Sep 13, 2014

The Poor Thing

After packing her children off to school with hasty goodbyes and rushed hugs and kisses, Asha came back from the school-bus pick-up point and realised that her maid had not turned up today also. Grinding her teeth and muttering irrelevant things to vent her ire, she started scouring the dishes. She was almost done with the dishes when Saraswati, the maid, stepped into the kitchen, noiselessly, startling Asha.

"Where have you been for the past two days?" Asha questioned Saraswati with visible irritation. Saraswati did not say a word, just plopped on the floor and began crying inconsolably. Asha's anger changed to concern in no time and she sat down beside the weeping woman. "What happened Saraswati? Why are you crying? Is your daughter alright?"

She knew that Saraswati lived on her own and had a little daughter to take care of.Her husband had left her for another woman two years ago, but Saraswati had put up a brave face. And, taking her husband's atrocity in stride, had increased her work hours to be able to take care of her daughter by herself. Recently, she had even started sending her to a small school nearby.

Asha always thought "Poor thing, she earns, runs her house, sends the child to school, puts up with her husband's beatings and now that rascal has left her for another woman." Though she admired Sarsawati's courage about taking the responsibility of her child single-handedly, she always thought of her as 'poor thing', who could not go back to her family because she had left her family to elope with this man some years back.

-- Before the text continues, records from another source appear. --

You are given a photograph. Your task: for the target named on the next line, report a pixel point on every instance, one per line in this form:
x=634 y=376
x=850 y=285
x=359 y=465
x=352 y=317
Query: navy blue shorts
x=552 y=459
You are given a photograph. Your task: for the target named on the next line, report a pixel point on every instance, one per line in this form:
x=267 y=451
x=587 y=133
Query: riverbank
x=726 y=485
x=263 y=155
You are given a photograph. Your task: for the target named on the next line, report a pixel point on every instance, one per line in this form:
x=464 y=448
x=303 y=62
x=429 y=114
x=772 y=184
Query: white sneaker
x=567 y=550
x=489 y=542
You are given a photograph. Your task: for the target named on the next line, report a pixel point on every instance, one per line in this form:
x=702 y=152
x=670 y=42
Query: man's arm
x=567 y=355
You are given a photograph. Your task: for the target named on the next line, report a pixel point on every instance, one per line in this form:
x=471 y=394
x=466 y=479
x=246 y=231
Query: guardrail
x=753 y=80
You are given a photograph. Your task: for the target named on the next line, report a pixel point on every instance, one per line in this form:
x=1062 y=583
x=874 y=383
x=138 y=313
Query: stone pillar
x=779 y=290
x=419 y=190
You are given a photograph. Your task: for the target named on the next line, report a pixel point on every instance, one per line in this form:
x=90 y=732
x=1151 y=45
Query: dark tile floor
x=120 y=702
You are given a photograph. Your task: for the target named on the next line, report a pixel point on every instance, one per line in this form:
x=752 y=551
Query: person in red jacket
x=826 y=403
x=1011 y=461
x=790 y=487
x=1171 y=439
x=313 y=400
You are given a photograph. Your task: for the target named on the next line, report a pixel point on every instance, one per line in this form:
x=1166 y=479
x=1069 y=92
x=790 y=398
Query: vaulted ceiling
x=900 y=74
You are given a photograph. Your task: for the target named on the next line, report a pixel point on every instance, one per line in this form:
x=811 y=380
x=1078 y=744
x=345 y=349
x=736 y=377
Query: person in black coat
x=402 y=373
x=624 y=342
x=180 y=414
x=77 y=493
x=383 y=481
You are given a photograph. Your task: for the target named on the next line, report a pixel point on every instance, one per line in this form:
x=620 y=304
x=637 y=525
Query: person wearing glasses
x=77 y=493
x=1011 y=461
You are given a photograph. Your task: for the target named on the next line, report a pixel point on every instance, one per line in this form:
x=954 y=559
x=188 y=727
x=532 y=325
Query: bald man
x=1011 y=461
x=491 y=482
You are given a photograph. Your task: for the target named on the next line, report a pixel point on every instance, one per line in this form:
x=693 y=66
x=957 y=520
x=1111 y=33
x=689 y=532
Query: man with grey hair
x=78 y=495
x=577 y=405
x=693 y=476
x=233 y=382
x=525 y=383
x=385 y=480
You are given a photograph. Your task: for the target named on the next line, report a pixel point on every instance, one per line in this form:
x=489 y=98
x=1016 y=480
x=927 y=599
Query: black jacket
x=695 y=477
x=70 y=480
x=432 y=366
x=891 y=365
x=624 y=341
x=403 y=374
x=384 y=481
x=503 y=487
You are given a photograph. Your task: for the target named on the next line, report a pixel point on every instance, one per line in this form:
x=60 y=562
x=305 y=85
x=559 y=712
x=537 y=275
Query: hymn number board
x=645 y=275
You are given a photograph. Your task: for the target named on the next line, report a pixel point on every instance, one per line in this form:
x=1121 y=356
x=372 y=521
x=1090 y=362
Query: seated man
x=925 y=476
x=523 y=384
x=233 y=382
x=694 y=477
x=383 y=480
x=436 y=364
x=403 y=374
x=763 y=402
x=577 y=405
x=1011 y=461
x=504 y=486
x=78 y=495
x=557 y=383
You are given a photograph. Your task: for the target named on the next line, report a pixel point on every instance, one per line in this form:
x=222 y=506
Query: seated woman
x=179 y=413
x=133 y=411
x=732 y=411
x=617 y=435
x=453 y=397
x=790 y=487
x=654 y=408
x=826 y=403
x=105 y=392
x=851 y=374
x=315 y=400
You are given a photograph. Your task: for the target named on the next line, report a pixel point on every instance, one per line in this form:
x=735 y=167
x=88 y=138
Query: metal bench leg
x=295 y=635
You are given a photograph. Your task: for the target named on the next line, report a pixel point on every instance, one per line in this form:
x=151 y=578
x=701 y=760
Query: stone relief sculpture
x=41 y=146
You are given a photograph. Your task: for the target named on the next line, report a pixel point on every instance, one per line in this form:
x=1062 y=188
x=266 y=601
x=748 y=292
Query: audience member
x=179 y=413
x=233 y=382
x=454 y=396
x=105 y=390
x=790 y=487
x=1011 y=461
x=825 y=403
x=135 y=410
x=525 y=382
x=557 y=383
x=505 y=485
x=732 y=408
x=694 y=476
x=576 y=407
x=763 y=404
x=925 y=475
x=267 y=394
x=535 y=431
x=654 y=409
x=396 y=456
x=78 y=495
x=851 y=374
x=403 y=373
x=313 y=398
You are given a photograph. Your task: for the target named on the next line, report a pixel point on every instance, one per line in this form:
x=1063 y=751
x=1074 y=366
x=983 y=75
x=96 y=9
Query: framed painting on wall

Meanwhile Saraswati had regained her composure and was narrating how her husband had come and taken the child away. She said "I don't want my daughter to live with her father, didi. He will not send her to school or take care of her in any manner. My daughter will grow up to become a maid like me only." And Asha could not help but say the same thing in her mind- poor thing.....

The same evening, when she was telling her daughter how beautiful her illegible scribblings were, her husband called up to say that he would be late that evening also, as something important had come up at office. She heard him and said 'ok'. But did she hear a muffled female laughter in the background? "It could be one of his colleagues", she reasoned with herself.

However, she could not stop herself from recalling things that she had been noticing in the past few days- faint smells of women's perfume on her husband's clothes, inflated credit card bills and frequent extra work at office. Alarmed, she called him up and asked him, "Ashok, are you really at office? What is going on?" And her husband replied "What do you mean Asha? Come here and see for yourself." Without saying another word, she hung up the phone but could not bring herself to believe him. She tried to brush it off, but the feeling of betrayal and shock kept coming back. Angry, hurt and disappointed, she stayed up till he returned home.

He came at 1 am and was visibly happy - she heard him humming as he was near the door. Though he was shocked to see her awake and waiting for him, he masked it soon and asked her "What's with you? Why are you up at this time? And look at your face dear...what's the matter?" And she could not help but shout "What's the matter? Where did this smell on your clothes come from? What is keeping you in the office for so long so often?"

She was not prepared for what she heard. Though she had been seething with anger, she also had just a little bit of hope that her assumptions could be wrong and everything was fine. But here he was, her husband, telling her that he was, indeed, in love with another woman, a colleague at office. And she dare not open her mouth about it, or else he would not think twice before separating from her.And she could also take the kids with her if she wanted.

She spent the night in a daze.....after sending the kids to school, she called up her brother and told him everything. And she was not prepared for what she heard this time, too. Her brother was telling her to forget about it and go on as if nothing ever happened. She had to think about her kids, after all. They went to expensive schools and lived a decent life. Would she be able to support it on her own? He, her own brother, was pained at her predicament but could not do much about it as he had his own problems in life. And she, who had never worked in her life in spite of being well-educated, could not probably now find a means to take care of her children by herself. So doing what her husband wanted was the wisest thing to do, he advised her.

She hung up the phone, dejected- she knew she could not go back to her family, though she had married a man of their choice and followed all the unwritten rules of being a good daughter, sister, wife and mother. She was still lost in thought as Saraswati came in through the door. Seeing her, Asha could not help but smile sadly and say to herself....."who is the poor thing?"